Repository Reading Site
08-canary-rollout.yaml
ml-platform/examples/21-llm-serving/08-canary-rollout.yaml
rollout:
service: "qwen2.5-7b-k8s-chat-prod"
stable_release: "qwen2.5-7b-k8s-chat-prod-20260406"

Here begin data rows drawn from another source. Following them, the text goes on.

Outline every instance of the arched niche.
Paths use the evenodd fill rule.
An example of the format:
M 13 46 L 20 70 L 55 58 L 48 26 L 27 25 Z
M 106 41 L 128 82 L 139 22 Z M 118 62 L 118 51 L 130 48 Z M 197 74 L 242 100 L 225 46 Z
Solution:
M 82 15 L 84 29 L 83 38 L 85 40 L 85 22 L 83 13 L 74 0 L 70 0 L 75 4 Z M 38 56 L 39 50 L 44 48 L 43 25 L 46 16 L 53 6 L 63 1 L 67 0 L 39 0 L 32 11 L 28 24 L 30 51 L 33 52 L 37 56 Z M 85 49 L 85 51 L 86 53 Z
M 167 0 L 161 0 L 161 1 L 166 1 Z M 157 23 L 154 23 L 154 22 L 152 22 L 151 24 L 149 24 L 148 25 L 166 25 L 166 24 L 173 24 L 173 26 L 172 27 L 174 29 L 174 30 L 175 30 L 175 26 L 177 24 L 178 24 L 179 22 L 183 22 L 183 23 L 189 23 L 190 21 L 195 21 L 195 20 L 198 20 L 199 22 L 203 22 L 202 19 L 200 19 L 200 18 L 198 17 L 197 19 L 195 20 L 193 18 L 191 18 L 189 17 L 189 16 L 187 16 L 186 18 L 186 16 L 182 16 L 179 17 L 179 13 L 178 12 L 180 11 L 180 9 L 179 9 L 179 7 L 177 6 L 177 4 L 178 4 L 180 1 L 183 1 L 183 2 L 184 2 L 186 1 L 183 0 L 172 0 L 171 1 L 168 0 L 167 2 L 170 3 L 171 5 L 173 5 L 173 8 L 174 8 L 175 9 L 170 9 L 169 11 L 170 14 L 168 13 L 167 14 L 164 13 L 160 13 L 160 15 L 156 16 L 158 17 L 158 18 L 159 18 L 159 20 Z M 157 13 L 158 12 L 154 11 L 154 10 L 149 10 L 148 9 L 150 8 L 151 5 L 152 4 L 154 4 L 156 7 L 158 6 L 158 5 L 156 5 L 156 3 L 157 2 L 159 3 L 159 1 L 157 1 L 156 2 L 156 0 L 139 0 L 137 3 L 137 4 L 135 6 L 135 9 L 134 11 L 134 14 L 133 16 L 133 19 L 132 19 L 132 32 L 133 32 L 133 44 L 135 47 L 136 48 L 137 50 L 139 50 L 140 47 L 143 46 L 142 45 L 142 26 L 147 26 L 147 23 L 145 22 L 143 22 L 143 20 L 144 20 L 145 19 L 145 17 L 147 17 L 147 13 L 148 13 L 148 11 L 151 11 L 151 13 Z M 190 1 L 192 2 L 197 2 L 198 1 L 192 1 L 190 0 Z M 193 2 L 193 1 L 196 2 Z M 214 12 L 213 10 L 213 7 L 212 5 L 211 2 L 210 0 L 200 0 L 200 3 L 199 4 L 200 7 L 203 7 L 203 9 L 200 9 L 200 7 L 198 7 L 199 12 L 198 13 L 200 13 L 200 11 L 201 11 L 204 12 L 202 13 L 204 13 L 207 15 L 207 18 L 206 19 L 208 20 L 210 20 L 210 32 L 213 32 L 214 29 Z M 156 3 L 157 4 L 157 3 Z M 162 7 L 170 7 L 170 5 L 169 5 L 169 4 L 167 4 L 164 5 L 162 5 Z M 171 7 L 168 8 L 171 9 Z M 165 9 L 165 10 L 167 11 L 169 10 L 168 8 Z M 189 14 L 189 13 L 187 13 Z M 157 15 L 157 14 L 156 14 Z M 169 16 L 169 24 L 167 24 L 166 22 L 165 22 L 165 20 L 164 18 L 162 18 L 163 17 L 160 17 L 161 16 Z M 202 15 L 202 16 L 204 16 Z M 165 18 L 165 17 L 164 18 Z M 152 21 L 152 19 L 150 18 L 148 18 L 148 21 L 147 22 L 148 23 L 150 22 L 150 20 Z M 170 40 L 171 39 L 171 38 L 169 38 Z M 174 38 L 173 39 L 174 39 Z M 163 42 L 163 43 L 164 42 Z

candidate_release: "qwen2.5-7b-k8s-chat-prod-20260413"
stages:
- traffic_percent: 10
hold_minutes: 30
pass_if:
- "ttft_p95_ms < 1800"
- "error_rate < 0.02"
- "user_abort_rate delta < 0.03"
- traffic_percent: 25
hold_minutes: 60
pass_if:
- "ttft_p95_ms < 1800"
- "itl_p95_ms < 35"
- "business_success_rate >= stable - 0.01"
- traffic_percent: 50
hold_minutes: 120
pass_if:
- "queue_depth p95 < 20"
- "gpu_memory_used_bytes < limit * 0.95"
- traffic_percent: 100
hold_minutes: 0
pass_if:
- "all previous gates passed"
rollback:
trigger_if:
- "error_rate >= 0.03 for 5m"
- "ttft_p95_ms >= 2500 for 10m"
- "business_success_rate < stable - 0.03"
action: "route all traffic back to stable_release"
notes:
- "灰度发布看的是服务指标,不只是离线评测。"
- "同一个 model version 在不同引擎参数下,也应该被当作不同服务版本治理。"